El Gobierno prepara la creación de un grupo élite que buscará perseguir a los corruptos, por cuenta de quienes se pierden entre 5 y 9 billones al año, pesos mal contados, y que nos tiene en el puesto 49 de lo más corruptos del mundo. El C4, como se llamará el grupo especial contra la corrupción, lo liderará la Oficina de Transparencia de la Presidencia. La idea es ir a por los autores de los casos más significativos y determinar en manos de quién está lo que le han robado al Estado, para extinguir el dominio de esos bienes
De esta manera se intenta atacar algo que más molesta al ciudadano del común: la impunidad en los llamados delitos de cuello blanco, como pasó con los casos de Foncolpuertos, los recursos de las regalías en varios departamentos, Estupefacientes y el carrusel de la contratación en Bogotá
El C-4 será una buena carta de presentación para el ingreso de Colombia a la Ocde, una especie de club social donde toman asiento las grandes economías. La Ocde exige mostrar buena conducta en lucha contra la corrupción. La nueva estrategia, sin embargo, parecería dejar de lado las raíces del problema: • Los aportes de los contratistas nacionales y locales a las campañas políticas, caso de carrusel de Bogotá
• La debilidad de la justicia que hace vulnerable cualquier proceso de investigación por casos de corrupción
• La politización extrema de los organismos de control.

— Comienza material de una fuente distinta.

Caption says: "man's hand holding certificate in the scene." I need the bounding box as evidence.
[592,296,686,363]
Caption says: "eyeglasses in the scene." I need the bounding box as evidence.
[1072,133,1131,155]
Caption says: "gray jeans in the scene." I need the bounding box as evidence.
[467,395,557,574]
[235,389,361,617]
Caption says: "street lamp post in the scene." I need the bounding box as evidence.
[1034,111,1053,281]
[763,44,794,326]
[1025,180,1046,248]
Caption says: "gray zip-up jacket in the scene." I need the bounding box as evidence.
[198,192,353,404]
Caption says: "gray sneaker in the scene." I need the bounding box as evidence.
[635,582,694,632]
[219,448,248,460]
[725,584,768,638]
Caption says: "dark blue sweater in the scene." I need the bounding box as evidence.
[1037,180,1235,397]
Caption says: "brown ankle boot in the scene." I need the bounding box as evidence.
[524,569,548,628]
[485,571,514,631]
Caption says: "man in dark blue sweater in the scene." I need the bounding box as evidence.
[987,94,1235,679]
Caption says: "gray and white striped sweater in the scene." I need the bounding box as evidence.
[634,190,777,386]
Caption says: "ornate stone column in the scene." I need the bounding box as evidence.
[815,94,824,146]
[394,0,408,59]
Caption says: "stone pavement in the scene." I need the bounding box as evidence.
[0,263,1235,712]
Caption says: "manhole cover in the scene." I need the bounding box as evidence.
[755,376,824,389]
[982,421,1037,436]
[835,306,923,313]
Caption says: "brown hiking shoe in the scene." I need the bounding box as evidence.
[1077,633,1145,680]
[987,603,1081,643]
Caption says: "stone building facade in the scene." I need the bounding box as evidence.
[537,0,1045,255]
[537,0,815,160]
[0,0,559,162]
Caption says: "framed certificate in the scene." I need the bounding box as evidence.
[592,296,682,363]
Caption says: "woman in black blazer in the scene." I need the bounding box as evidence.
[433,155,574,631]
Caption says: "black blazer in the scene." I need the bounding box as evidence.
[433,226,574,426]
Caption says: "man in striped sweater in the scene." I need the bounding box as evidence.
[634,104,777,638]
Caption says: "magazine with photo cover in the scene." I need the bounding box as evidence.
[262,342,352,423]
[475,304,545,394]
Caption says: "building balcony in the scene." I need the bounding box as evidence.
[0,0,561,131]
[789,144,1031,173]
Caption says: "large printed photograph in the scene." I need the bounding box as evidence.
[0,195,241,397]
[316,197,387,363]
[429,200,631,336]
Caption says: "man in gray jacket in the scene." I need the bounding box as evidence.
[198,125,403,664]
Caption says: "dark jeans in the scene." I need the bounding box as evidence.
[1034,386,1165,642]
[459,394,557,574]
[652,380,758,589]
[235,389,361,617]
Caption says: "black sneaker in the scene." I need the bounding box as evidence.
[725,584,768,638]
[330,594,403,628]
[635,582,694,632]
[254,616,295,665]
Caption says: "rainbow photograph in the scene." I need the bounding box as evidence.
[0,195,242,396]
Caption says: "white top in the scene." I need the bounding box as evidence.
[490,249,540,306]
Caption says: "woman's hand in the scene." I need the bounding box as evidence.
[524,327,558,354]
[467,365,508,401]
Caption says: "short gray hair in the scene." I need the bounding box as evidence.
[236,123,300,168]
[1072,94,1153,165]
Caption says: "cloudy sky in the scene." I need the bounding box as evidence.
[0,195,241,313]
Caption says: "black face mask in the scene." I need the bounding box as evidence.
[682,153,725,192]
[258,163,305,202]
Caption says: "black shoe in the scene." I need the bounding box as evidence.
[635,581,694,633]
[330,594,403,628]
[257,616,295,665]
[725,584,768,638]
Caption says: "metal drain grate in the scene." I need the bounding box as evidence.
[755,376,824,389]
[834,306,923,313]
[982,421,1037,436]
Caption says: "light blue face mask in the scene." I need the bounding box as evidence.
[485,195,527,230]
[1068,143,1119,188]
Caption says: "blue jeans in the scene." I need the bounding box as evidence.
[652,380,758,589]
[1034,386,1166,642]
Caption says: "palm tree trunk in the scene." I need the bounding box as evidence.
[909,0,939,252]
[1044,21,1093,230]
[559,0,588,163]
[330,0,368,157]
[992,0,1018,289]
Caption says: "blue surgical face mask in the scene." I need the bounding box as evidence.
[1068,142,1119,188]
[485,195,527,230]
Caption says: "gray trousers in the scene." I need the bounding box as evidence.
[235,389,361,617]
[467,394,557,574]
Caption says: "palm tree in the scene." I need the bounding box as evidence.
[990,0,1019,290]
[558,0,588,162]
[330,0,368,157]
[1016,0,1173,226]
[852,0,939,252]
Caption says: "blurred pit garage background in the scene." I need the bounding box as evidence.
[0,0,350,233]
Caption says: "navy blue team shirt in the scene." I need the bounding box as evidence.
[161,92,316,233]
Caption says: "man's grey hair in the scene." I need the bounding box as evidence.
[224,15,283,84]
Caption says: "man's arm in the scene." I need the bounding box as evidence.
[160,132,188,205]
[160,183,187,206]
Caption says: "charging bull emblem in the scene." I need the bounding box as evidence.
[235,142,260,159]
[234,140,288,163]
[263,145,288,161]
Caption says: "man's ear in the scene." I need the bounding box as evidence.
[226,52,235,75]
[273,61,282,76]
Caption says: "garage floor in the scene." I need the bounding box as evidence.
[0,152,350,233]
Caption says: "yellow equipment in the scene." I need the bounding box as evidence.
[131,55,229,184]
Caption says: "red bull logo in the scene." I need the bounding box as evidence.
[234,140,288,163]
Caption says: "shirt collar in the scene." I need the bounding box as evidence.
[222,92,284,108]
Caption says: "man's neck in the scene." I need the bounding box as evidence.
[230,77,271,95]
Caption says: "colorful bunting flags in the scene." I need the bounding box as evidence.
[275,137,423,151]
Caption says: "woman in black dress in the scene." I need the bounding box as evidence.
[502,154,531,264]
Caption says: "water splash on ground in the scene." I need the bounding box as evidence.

En muchos casos la investigación de un funcionario se archiva en la Procuraduría o la Contraloría porque está de por medio la presión de un congresista. • La fragilidad institucional de los organismos de control: superintendencias, DIAN, UIAF y la misma Fiscalía
• La infiltración de mafias en esos mismos organismos
• La proclividad de muchas empresas del sector privado, los grandes contratistas, a pagar coimas, por quedarse con millonarias adjudicaciones
• La incapacidad del Estado para “reducir la corrupción a sus justas proporciones” , como lo proclamó un ex presidente. Ciertamente: ¿será verdad que una alta funcionaria de una entidad educativa del Estado repartió chancleta a una subordinada en pleno evento de integración el martes pasado en una veraniega población cercana a Bogotá? ¡Qué feo!